The deal follows years of will-they-won't-they deliberations between Deutsche Telekom AG, the German company that controls T-Mobile, and SoftBank Group Corp, the Japanese owner of Sprint, and comes about five months after an earlier merger attempt collapsed. The combination reduces the wireless industry to three major competitors from four, ensuring heavy scrutiny from regulators.

"This combination will create a fierce competitor with the network scale to deliver more for consumers and businesses in the form of lower prices, more innovation, and a second-to-none network experience," John Legere, the T-Mobile boss who will serve as chief executive officer of the combined entity, said in the statement announcing the deal Sunday. The changes will come faster than either company could do on its own, he said.

Operating as T-Mobile, the company would have about US$74 billion in annual revenue and 70 million wireless subscribers.
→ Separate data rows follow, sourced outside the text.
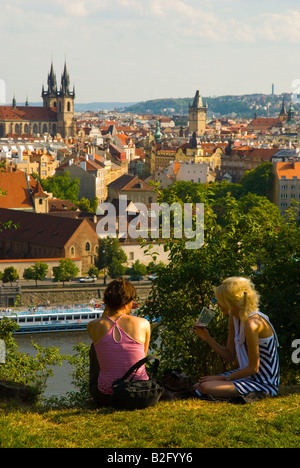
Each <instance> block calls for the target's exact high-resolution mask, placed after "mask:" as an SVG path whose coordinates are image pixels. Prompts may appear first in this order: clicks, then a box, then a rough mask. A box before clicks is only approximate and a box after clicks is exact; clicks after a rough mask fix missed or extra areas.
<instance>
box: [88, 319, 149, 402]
mask: <svg viewBox="0 0 300 468" xmlns="http://www.w3.org/2000/svg"><path fill="white" fill-rule="evenodd" d="M121 317H122V315H121V316H120V317H118V319H117V320H116V321H113V320H112V319H111V318H110V317H106V318H107V319H109V320H110V321H111V322H113V326H112V327H111V329H110V330H109V331H108V333H107V334H106V335H105V336H104V337H103V338H101V340H99V341H98V343H96V344H95V345H94V348H95V351H96V354H97V359H98V362H99V366H100V373H99V377H98V389H99V390H100V392H102V393H106V394H110V395H111V394H112V388H111V386H112V383H113V381H114V380H115V379H119V378H121V377H123V375H124V374H125V373H126V372H127V371H128V369H129V368H130V367H131V366H133V364H135V363H136V362H137V361H139V360H140V359H143V358H144V357H145V349H144V344H143V343H139V342H138V341H135V340H134V339H133V338H131V337H130V336H129V335H127V333H126V332H125V331H124V330H122V328H120V327H119V326H118V325H117V321H118V320H119V319H120V318H121ZM115 328H117V329H118V331H119V335H120V337H121V338H120V341H117V340H116V338H115ZM134 378H135V379H138V380H148V378H149V377H148V375H147V373H146V368H145V365H143V366H142V367H140V368H139V369H138V370H137V372H136V373H135V376H134Z"/></svg>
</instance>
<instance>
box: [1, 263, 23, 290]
mask: <svg viewBox="0 0 300 468" xmlns="http://www.w3.org/2000/svg"><path fill="white" fill-rule="evenodd" d="M18 279H19V273H18V272H17V270H16V269H15V268H14V267H13V266H11V267H7V268H5V269H4V272H3V277H2V281H3V283H10V284H11V286H12V283H13V282H14V281H17V280H18Z"/></svg>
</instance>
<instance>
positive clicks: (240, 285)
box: [214, 276, 259, 322]
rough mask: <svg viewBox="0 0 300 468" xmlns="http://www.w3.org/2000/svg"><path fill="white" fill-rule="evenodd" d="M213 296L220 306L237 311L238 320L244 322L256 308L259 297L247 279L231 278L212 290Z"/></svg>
mask: <svg viewBox="0 0 300 468" xmlns="http://www.w3.org/2000/svg"><path fill="white" fill-rule="evenodd" d="M214 291H215V296H216V299H217V301H218V303H219V304H220V305H223V306H224V307H226V308H227V309H229V310H230V309H231V308H232V307H235V308H236V309H238V311H239V318H240V320H241V321H242V322H244V321H245V320H246V319H247V317H248V316H249V314H251V312H255V311H256V310H257V308H258V303H259V295H258V293H257V292H256V291H255V289H254V285H253V283H252V281H251V280H250V279H248V278H243V277H239V276H232V277H230V278H226V279H225V280H224V281H222V283H221V284H220V286H217V287H216V288H214Z"/></svg>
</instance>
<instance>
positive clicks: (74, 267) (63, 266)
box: [53, 258, 79, 284]
mask: <svg viewBox="0 0 300 468" xmlns="http://www.w3.org/2000/svg"><path fill="white" fill-rule="evenodd" d="M78 273H79V268H78V267H77V266H76V265H75V264H74V263H73V262H72V260H71V259H70V258H62V259H61V260H60V262H59V266H58V267H56V268H53V274H54V281H62V282H63V284H64V283H65V281H67V280H69V279H70V278H74V277H76V276H77V275H78Z"/></svg>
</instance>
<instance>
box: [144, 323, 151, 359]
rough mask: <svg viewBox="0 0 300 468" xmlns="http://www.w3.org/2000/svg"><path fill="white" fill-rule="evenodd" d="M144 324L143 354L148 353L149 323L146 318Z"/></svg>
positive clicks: (149, 323)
Verizon is the largest US carrier with US$88 billion in 2017 wireless revenue and 111 million subscribers, and AT&T would be No 2 with US$71 billion in wireless revenue and have 78 million regular subscribers.

The combination values each Sprint share at 0.10256 of a T-Mobile share - US$6.62 a share based on T-Mobile's Friday closing price of US$64.52. The ratio was originally fixed based on T-Mobile's share price at the close on April 9, before news of the renewed talks emerged, and would have valued Sprint at US$6.13 a share based on that price, one of the people said. News of the talks sent both companies' stocks surging, adding to the valuation of the deal. Sprint closed Friday at US$6.50 a share.
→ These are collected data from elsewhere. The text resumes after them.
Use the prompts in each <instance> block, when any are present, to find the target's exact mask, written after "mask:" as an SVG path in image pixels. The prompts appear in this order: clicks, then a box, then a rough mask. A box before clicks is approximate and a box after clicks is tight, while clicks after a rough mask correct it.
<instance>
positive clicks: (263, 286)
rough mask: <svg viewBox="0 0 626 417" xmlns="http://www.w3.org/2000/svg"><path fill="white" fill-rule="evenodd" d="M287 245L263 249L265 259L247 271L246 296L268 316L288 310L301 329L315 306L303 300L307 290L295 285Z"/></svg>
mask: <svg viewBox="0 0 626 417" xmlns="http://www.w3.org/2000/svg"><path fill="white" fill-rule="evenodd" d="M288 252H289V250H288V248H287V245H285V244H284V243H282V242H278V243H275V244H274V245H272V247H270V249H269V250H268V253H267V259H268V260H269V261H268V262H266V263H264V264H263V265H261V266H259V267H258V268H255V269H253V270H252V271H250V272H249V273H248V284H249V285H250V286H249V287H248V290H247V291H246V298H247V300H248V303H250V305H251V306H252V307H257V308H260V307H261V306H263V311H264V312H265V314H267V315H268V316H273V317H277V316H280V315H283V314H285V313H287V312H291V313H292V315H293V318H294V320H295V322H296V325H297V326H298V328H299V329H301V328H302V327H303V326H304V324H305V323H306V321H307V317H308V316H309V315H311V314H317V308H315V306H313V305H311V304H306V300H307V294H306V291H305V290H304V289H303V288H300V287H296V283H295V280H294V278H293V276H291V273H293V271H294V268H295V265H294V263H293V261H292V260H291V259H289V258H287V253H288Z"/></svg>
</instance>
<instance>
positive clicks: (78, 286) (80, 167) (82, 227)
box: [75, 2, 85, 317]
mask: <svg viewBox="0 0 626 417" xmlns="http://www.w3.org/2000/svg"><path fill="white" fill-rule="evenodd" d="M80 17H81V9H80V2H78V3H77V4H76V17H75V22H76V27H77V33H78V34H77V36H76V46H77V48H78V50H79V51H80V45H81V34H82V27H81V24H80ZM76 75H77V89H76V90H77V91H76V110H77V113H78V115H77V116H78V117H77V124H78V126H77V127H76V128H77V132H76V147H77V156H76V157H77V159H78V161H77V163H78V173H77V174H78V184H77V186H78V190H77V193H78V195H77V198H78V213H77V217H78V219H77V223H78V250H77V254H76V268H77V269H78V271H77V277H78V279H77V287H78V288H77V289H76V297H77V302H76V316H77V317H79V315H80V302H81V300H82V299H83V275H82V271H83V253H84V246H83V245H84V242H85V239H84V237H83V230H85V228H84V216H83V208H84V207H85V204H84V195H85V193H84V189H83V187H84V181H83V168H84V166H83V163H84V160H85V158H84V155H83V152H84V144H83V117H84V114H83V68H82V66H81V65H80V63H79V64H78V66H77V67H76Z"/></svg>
Under terms of the deal, Deutsche Telekom will end up with a 42 per cent ownership stake while SoftBank will have 27 per cent. T-Mobile's Mike Sievert will be president and chief operating officer. The German company's chairman, Tim Hoettges, will serve in that role at the combined company, and the board will include SoftBank Chief Executive Officer Masayoshi Son. The companies said they expect synergies of about US$43 billion based on net present value, with more than US$6.5 billion on a run-rate basis.

The deal marks the third time that Son has acted on his long-held plan to combine Sprint and T-Mobile. Previous negotiations broke down after the two sides couldn't agree on how to structure control of the combined entity, people familiar with the matter said at the time.

The two carriers have complementary wireless spectrum that may be a strategic advantage as the companies build a faster fifth generation or 5G network. T-Mobile controls a large portfolio of lower-band airwaves that can travel long distances and pass through walls and windows. Sprint has the largest US holding of higher-band, 2.5 gigahertz spectrum that can handle more data capacity but over limited distances.

The transaction would be "good for consumers, good for the economy, good for the country," Sprint CEO Marcelo Claure said on a conference call Sunday. Claure will serve as a board member of the combined company.

Sprint and T-Mobile together create a larger third competitor that "should be growing at a materially faster pace" than its larger rivals while capitalizing on estimated total cost benefits of about US$64 billion, Jonathan Chaplin, an analyst with New Street Research LLC wrote in a note April 15.